In 2018 she founded the artist-run showroom Streetview Anderlecht where she supports and invites young artists to exhibit their works. She works in various media, including sculpture, photography, video, and is curious about the appearance of historical and personal memory in the future.
Within her ongoing project The Other Planet, Marianne Csaky is asking herself how the following generations will remember mankind – maybe already on another planet – and what kind of historical and personal memories will last in the future.
Inventories of losses, or narratives of a victorious survival? During the months of the Covid lockdown, she watched hundreds of hours of archive footage and thousands of documentary photographs of events, news, and stories of the 20th and 21st centuries. It is hardly surprising that most of the news was about wars, custody, and escape.
How will all this be remembered in a world from where the Earth’s history can be observed not solely from the point of view of humans but also of all living creatures, animals, plants, and even of rocks and the entire ecosystem?

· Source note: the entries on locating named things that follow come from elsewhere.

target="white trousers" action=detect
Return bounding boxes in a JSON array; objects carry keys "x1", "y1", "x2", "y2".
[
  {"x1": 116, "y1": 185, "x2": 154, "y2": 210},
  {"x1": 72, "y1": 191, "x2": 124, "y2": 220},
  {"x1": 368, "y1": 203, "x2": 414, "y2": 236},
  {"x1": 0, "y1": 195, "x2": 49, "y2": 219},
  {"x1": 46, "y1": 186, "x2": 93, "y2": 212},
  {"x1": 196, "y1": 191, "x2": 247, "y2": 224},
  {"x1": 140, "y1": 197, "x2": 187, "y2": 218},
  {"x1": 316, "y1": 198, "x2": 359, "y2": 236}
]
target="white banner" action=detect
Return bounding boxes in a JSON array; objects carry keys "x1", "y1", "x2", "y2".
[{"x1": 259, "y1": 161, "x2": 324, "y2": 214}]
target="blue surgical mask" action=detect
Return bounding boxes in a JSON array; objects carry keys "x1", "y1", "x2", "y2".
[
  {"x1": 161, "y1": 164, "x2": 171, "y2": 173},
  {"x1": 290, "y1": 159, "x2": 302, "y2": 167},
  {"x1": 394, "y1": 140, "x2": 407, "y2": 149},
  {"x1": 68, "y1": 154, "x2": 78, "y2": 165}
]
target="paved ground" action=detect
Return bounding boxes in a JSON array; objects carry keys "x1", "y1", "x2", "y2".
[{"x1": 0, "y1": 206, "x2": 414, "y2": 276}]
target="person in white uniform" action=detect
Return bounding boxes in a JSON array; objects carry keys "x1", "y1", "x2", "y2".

Will this inherit humankind's traumas, the consequences of everything being done, still carrying it when the concrete faces and figures have long faded away and turned into silhouettes? Or will only the codes be passed on?

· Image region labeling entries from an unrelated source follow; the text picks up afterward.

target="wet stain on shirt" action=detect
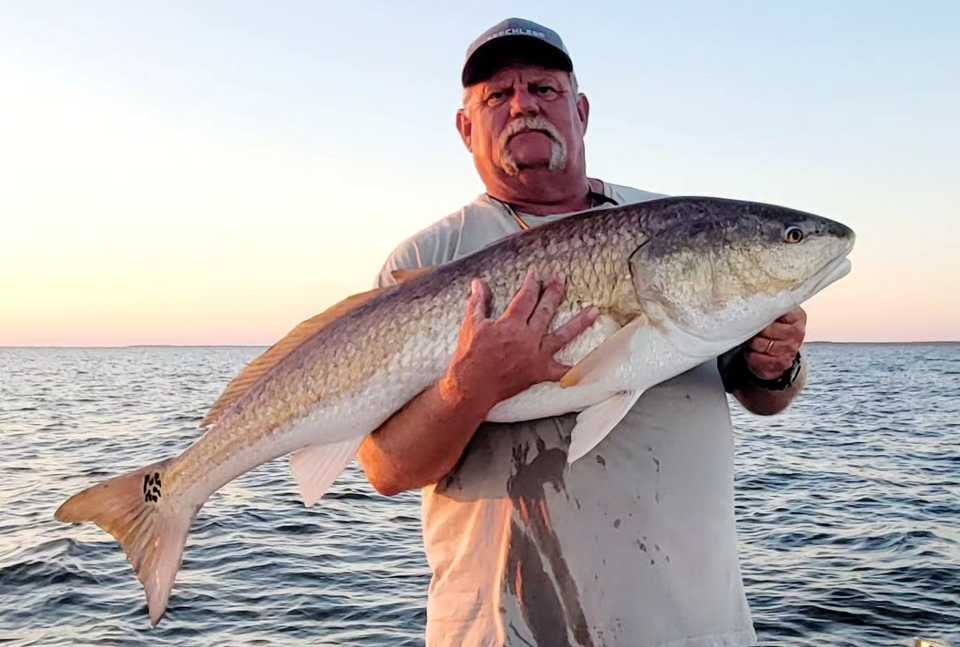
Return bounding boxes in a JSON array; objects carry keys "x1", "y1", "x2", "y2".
[{"x1": 506, "y1": 438, "x2": 594, "y2": 647}]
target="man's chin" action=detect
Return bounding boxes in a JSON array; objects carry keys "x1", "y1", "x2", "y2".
[{"x1": 500, "y1": 159, "x2": 565, "y2": 177}]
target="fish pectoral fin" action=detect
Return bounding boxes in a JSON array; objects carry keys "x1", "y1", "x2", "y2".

The project is composed of various groups of works. In the first series of works, she combines digital photo montages of archive and contemporary news footage and press photos with charcoal drawings. In the drawings, the animals participate in, suffer, or observe the events documented in the montages.
The second group of works is based on photos she took at the Belgian coast of the North Sea, where in late September at sunset the world of another planet with its alien atmospheric conditions emerges from the lights. Each photo shows a major event in the 20th and 21st centuries in the form of embroidered black silk appliques.
The third group of photo and video works has emerged from fragments of personal histories, fading, resurfacing, and then rewritten. The gestures of the human bodies and the way they arrange themselves in groups preserve and reflect the code that animates them.
Marianne Csaky is supported by the Sofam.